Larb Gai is a Thai salad of sorts. It is made up of coriander, shallot, green onion, chill powder, lime and fish sauce. These delicious flavours mix with ground chicken and you can eat it warm or cold for a more salad effect. Beware of the chili powder though, that was my mistake, I definitely put the whole lot they gave us in and couldn't eat any of it because it was just too spicy for me!
Pad Thai is probably the most well know of the Thai dishes I cooked. It's one of my favourites and such a comfort food that I almost always seem to order. Other than the noodles it has green onion, shallot, firm tofu, dried shrimp, bean sprouts, pickled Chinese radish, lime, egg, chili powder and peanuts. We have already made it once since being back but we are having a hard time getting it to taste just right.

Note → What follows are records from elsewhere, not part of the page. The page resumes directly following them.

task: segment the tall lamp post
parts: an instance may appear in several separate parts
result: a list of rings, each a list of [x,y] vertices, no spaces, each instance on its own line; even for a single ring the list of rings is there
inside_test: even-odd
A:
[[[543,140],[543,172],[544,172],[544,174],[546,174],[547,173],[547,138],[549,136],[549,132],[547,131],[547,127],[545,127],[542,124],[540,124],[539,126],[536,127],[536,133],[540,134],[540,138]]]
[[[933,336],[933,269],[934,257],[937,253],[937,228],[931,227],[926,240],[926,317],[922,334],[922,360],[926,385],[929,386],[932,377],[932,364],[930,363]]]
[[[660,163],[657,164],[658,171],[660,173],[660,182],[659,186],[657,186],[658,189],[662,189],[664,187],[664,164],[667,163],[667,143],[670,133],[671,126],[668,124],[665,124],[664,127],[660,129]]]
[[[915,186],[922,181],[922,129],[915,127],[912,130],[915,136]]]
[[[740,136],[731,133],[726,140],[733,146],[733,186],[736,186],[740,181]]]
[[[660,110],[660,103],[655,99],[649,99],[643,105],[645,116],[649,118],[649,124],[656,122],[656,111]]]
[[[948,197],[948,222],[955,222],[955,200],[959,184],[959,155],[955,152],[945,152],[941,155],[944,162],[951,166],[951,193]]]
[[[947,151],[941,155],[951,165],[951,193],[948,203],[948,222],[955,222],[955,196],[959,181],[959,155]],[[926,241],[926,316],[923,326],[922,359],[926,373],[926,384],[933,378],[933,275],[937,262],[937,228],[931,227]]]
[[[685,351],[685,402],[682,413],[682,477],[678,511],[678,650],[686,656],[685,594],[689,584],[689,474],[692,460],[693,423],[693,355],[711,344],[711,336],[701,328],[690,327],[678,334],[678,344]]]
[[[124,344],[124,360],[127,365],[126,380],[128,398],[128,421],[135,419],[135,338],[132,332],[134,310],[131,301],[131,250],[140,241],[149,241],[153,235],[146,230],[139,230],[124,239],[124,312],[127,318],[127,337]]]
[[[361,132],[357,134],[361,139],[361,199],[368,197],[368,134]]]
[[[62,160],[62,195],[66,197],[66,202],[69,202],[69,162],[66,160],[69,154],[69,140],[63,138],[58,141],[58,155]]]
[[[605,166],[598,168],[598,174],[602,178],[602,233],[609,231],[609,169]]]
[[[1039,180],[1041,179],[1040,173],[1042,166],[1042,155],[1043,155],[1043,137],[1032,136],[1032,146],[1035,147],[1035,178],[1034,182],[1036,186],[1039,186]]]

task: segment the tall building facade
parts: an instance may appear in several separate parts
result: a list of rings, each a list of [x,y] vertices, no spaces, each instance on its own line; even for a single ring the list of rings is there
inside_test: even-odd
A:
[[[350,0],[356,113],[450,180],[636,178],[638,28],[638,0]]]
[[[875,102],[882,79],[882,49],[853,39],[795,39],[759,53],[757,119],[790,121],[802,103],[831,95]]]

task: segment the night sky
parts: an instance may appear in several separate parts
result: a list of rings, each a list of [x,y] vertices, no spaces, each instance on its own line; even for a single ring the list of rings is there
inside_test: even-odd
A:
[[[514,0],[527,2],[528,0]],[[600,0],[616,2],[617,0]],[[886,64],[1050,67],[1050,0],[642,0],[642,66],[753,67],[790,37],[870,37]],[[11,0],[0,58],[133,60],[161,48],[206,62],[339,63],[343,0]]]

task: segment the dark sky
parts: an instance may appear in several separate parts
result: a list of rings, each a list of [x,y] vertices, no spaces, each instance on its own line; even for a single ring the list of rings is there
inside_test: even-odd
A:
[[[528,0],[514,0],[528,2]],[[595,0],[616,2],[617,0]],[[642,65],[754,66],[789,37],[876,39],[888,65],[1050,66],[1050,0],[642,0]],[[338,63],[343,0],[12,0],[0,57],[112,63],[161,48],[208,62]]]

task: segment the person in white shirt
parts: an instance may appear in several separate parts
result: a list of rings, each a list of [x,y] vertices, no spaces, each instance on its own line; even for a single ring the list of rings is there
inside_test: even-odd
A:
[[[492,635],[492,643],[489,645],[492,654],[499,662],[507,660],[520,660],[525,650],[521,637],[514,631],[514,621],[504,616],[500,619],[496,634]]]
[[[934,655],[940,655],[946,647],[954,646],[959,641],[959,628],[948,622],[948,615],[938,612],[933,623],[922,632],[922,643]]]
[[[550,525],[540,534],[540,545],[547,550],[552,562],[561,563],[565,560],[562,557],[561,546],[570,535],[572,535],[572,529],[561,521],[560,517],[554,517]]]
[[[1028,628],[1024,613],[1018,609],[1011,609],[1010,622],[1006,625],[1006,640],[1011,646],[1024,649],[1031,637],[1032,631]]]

Stir Fried Morning Glory is something my sister introduced me to and ever since we first ordered it at a restaurant I have wanted it again and again. It was the most simple of the dishes I made because it was really just the morning glory, which is a type of vegetable that you do not find here. Then it is flavoured with garlic, red chili, peanut sauce and dark soy sauce. You cook it at a very high heat for a short amount of time and then the vegetable is left crispy and delicious!
Sticky Rice and Mango is a traditional Thai dessert that I ate a lot of while I was traveling. It is absolutely delicious and simple. This dish is a little more time consuming as making sticky rice takes quite a bit of time. Topped with coconut milk to make it creamy and a tangy but sweet mango on the side makes for a delicious mouthful each time.